A court ruling in 2004, based on scientific opinion prevailing at the time, determined the remains could not be defined as Native American.

That opinion was based on the shape and features of the skull, which anthropologists said was more akin to Polynesian and Ainu islanders from the central and northwestern Pacific than modern Native Americans.

But, in a letter published on Thursday by the journal Nature, Danish-led researchers opened up a new front in the dispute - an investigation on the lines of genetic heritage.

A team led by Eske Willerslev and Morten Rasmussen at the Natural History Museum of Denmark gently extracted a 200-milligram sample of DNA from a metacarpal bone in the hand.

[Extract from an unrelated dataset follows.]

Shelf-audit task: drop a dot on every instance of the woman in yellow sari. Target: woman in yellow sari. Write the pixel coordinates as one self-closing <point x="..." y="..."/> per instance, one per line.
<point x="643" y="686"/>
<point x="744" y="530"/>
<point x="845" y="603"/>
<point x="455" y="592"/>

They sequenced the code and compared it to a genomic databank of samples taken from volunteers around the world.

“We find that Kennewick Man is closer to modern Native Americans than to any other population worldwide,” they said.

“Among the Native American groups for whom genome-wide data are available for comparison, several seem to be descended from a population closely related to that of Kennewick Man, including the Confederated Tribes of the Colville Reservation, one of the five tribes claiming Kennewick Man.”

They added: “Kennewick Man shows continuity with Native North Americans over at least the last eight millennia.”

The remains, comprising about 300 pieces of bone, cannot be “owned” under US law.

They are under the control of the US Army Corps of Engineers, as they were found in a federally-owned area.

They are kept, but not displayed, in a secure location at the Burke Museum in Seattle.